Fabrication of a high-frequency phased array with sparse Vernier array element spacing for grating lobe suppression

This work presents the design, fabrication and characterization of a 50 MHz Vernier array. The Vernier array was based on a 128 element transducer with half-wavelength pitch, where every third element was used for transmit, every forth element was used for receive and unused elements were left inactive. The array was a forward looking kerfless design based on a PZT-5H substrate with an element-to-element pitch of 19 microns, and the probe was packaged in a 2.5 mm by 3.1 mm endoscopic form factor.
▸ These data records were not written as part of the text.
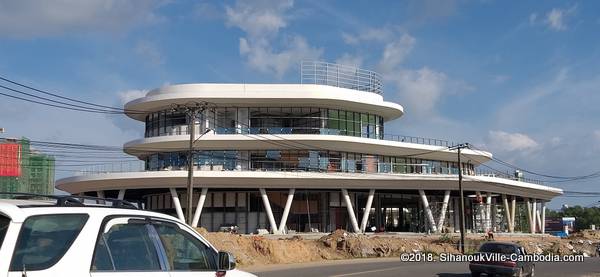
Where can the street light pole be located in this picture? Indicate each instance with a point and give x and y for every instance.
(462, 197)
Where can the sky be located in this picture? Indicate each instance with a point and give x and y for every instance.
(517, 78)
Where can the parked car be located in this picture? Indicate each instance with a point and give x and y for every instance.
(506, 268)
(229, 228)
(67, 236)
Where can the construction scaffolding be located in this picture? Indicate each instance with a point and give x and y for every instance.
(35, 172)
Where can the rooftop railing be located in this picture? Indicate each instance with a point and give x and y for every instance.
(343, 76)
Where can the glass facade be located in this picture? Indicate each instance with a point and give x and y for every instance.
(302, 160)
(279, 120)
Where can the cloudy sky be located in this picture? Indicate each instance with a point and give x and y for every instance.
(520, 79)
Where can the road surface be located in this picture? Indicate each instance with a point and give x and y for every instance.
(394, 267)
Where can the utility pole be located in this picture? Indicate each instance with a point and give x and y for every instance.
(192, 111)
(462, 197)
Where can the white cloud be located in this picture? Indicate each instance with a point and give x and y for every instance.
(421, 89)
(509, 142)
(500, 78)
(263, 58)
(149, 52)
(395, 52)
(351, 60)
(28, 18)
(262, 22)
(556, 18)
(259, 18)
(128, 95)
(533, 18)
(369, 35)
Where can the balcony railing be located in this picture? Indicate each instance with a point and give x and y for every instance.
(322, 73)
(320, 166)
(182, 130)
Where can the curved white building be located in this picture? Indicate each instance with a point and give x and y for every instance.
(312, 155)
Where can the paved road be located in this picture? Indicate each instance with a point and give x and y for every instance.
(394, 267)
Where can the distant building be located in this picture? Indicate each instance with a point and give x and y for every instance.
(23, 169)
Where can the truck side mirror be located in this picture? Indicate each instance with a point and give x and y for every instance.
(226, 261)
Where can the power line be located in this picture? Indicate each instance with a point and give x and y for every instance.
(59, 96)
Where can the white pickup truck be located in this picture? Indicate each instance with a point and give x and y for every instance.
(66, 236)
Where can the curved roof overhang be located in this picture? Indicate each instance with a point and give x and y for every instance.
(264, 95)
(304, 180)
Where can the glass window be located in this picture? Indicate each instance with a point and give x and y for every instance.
(4, 222)
(184, 251)
(126, 247)
(44, 239)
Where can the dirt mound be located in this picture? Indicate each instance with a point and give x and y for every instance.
(261, 250)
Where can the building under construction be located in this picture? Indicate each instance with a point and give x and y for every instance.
(23, 169)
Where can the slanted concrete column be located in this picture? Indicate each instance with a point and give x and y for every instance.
(350, 211)
(538, 217)
(199, 207)
(534, 214)
(507, 212)
(543, 222)
(428, 212)
(512, 213)
(488, 212)
(177, 204)
(529, 217)
(286, 210)
(265, 197)
(100, 194)
(121, 195)
(363, 223)
(443, 211)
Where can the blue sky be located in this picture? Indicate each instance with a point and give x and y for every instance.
(518, 78)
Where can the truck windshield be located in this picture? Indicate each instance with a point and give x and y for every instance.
(4, 221)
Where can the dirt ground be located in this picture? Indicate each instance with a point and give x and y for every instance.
(260, 250)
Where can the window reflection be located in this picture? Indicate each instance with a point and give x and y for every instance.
(271, 120)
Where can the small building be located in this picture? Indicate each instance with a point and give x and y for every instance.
(23, 169)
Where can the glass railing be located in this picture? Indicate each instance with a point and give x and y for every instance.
(343, 76)
(182, 130)
(306, 165)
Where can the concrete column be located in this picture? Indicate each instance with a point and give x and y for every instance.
(121, 194)
(199, 207)
(286, 210)
(350, 211)
(177, 204)
(481, 211)
(100, 194)
(512, 213)
(543, 222)
(507, 212)
(529, 216)
(488, 211)
(443, 211)
(363, 223)
(428, 212)
(538, 218)
(534, 215)
(265, 197)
The array was fabricated with a single P(VDF-TrFE)-copolymer matching layer and a polymethylpentene (TPX) lens for passive elevation focusing to a depth of 6 mm. To generate beam profiles, images and videos, the transducer was connected to an in-house developed 64-channel, high-frequency phased array beamformer. Near real-time radiation patterns and images were collected at a frame rate of 10 Hz. The performance of the Vernier array was directly compared to that of a previously developed phased array transducer with approximately one-wavelength pitch. Both transducers possessed similar two-way beamformed pulse bandwidths of 60%. At large steering angles the Vernier array suppressed the grating lobe levels 15 dB over the previously developed phased array, however, as a result of the sparseness of the Vernier array, the measured two-way sensitivity was 18.2 dB lower than the phased array with the fully active aperture. Experimental measurements were in good agreement with the theoretical predictions of 20dB grating lobe suppression and 22dB lower sensitivity than the phased array. Comparison images were generated of wire phantoms in a water bath as well as wire phantoms situated in a tissue phantom in order to assess the tradeoff between lower grating lobe levels at the expense of lower sensitivity.